Bob’s grandparents came from a well-to-do family in Lübeck, Germany. They moved to London in the mid-1800s. As tensions between the English and Germans grew, Bob’s grandparents were urged to go back to Germany, but they opted to stay in London instead. The family was extremely wealthy. They had become interested in gas lighting, put a significant amount of their money into it and lost their fortune. So, “disgraced,” they packed everything up, including the grand piano, and shipped it to Texas, then overland to California. Bob’s uncle had purchased land in Bakersfield, California, sight unseen. They lost two European manor houses and ended up in a tar paper shack. Bob’s uncle disappeared and his grandfather took one look at the place and folded; he died shortly after that. Bob’s father, Ernest, was now responsible for his mother, his two sisters and himself. Bob says, “In those days, in wealthier families, as soon as you were born you were given a silver spoon with your name engraved on it.” The highly educated wealthy class didn’t “work;” they managed their estates and businesses. For Ernest, however, when things got tough, you did anything you could to provide for your family.
In Bakersfield, they started a farm, raising strawberries and produce. They even planted an orchard. Unfortunately, the water they had been promised wasn’t always available. At one point, the little irrigation water they received simply ran into a hole in the sand. Their solution was to plug the hole by “planting” Bob’s Aunt Anna. That hole was so large that Anna stood in it and they shoveled sand around her. They added sand until Anna was covered up to her hips. With the area now covered with sand, the water was forced to the plants.

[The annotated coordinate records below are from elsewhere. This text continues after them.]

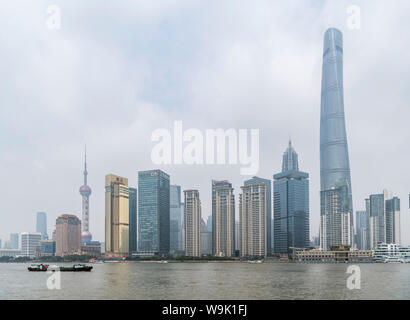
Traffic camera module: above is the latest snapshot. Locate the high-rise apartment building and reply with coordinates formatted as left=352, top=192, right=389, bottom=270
left=10, top=233, right=19, bottom=249
left=366, top=190, right=401, bottom=249
left=320, top=28, right=353, bottom=250
left=80, top=149, right=92, bottom=243
left=105, top=174, right=130, bottom=256
left=128, top=188, right=138, bottom=253
left=184, top=190, right=202, bottom=257
left=36, top=212, right=48, bottom=240
left=212, top=180, right=235, bottom=257
left=239, top=184, right=267, bottom=257
left=273, top=141, right=310, bottom=254
left=386, top=197, right=401, bottom=244
left=355, top=211, right=369, bottom=250
left=138, top=170, right=170, bottom=255
left=244, top=176, right=270, bottom=253
left=201, top=217, right=212, bottom=255
left=55, top=214, right=81, bottom=256
left=170, top=185, right=184, bottom=254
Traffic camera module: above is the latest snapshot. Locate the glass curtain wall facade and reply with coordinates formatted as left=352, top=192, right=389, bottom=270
left=138, top=170, right=170, bottom=255
left=320, top=28, right=353, bottom=250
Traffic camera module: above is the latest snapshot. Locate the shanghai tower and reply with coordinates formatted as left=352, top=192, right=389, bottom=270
left=320, top=28, right=353, bottom=250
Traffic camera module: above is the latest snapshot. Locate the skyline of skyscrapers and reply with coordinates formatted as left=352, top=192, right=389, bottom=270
left=2, top=28, right=410, bottom=255
left=320, top=28, right=353, bottom=250
left=138, top=170, right=170, bottom=255
left=273, top=140, right=310, bottom=254
left=184, top=190, right=202, bottom=257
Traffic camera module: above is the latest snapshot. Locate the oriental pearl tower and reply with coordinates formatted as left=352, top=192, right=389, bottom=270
left=80, top=147, right=92, bottom=243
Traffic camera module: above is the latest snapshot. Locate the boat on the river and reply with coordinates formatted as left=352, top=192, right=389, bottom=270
left=28, top=263, right=93, bottom=272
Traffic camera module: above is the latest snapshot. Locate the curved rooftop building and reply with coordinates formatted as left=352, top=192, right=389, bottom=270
left=320, top=28, right=353, bottom=250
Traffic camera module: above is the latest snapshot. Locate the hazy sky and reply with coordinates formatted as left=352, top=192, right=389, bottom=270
left=0, top=0, right=410, bottom=244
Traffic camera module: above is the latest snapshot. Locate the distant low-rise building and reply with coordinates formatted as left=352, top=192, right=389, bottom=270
left=21, top=232, right=42, bottom=258
left=39, top=240, right=56, bottom=257
left=81, top=241, right=101, bottom=257
left=293, top=245, right=373, bottom=262
left=0, top=249, right=21, bottom=258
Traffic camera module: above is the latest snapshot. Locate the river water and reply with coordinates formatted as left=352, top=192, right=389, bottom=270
left=0, top=262, right=410, bottom=300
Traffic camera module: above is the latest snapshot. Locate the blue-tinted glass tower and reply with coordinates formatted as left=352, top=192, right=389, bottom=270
left=273, top=141, right=309, bottom=254
left=170, top=185, right=184, bottom=254
left=320, top=28, right=353, bottom=250
left=129, top=188, right=137, bottom=253
left=138, top=170, right=170, bottom=255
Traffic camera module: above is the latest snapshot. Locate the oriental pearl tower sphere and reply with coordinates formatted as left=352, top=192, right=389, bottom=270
left=80, top=147, right=92, bottom=243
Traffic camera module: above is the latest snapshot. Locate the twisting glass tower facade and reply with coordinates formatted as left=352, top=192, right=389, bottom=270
left=320, top=28, right=353, bottom=250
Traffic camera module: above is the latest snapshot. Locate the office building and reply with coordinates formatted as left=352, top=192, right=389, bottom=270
left=212, top=180, right=235, bottom=257
left=129, top=188, right=138, bottom=253
left=184, top=190, right=202, bottom=257
left=81, top=241, right=101, bottom=257
left=386, top=197, right=401, bottom=244
left=201, top=217, right=212, bottom=255
left=55, top=214, right=81, bottom=256
left=80, top=149, right=92, bottom=242
left=355, top=211, right=370, bottom=250
left=36, top=212, right=48, bottom=239
left=170, top=185, right=184, bottom=254
left=40, top=240, right=56, bottom=257
left=273, top=141, right=310, bottom=254
left=138, top=170, right=170, bottom=255
left=105, top=174, right=130, bottom=256
left=21, top=232, right=43, bottom=258
left=320, top=28, right=353, bottom=250
left=10, top=233, right=19, bottom=249
left=244, top=176, right=270, bottom=253
left=239, top=184, right=267, bottom=257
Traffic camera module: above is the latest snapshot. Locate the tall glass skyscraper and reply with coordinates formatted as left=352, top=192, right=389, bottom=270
left=386, top=197, right=401, bottom=244
left=244, top=176, right=272, bottom=253
left=273, top=141, right=309, bottom=254
left=320, top=28, right=353, bottom=250
left=212, top=180, right=235, bottom=257
left=170, top=185, right=184, bottom=254
left=138, top=170, right=170, bottom=255
left=356, top=211, right=369, bottom=250
left=36, top=212, right=48, bottom=240
left=129, top=188, right=137, bottom=252
left=105, top=174, right=130, bottom=256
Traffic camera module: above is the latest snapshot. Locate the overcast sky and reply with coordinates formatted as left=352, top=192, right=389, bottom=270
left=0, top=0, right=410, bottom=244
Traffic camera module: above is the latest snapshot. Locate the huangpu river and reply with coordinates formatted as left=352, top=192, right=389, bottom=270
left=0, top=262, right=410, bottom=300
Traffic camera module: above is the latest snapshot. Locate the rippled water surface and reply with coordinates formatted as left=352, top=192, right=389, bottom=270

Eventually, they had to abandon the farm. The land was worthless. Although oil had been found in Bakersfield, none came from their property. The good news was that because of the land boom, they were able to get jobs at the land office in town. Then, an old acquaintance from Germany suggested they go to San Francisco where Ernest could get a job with Schwabacker-Frey, a large company selling stationery, photographic supplies and various printed items. Then came the earthquake of 1906. The business was destroyed, so Bob’s father worked during the clean-up and reconstruction.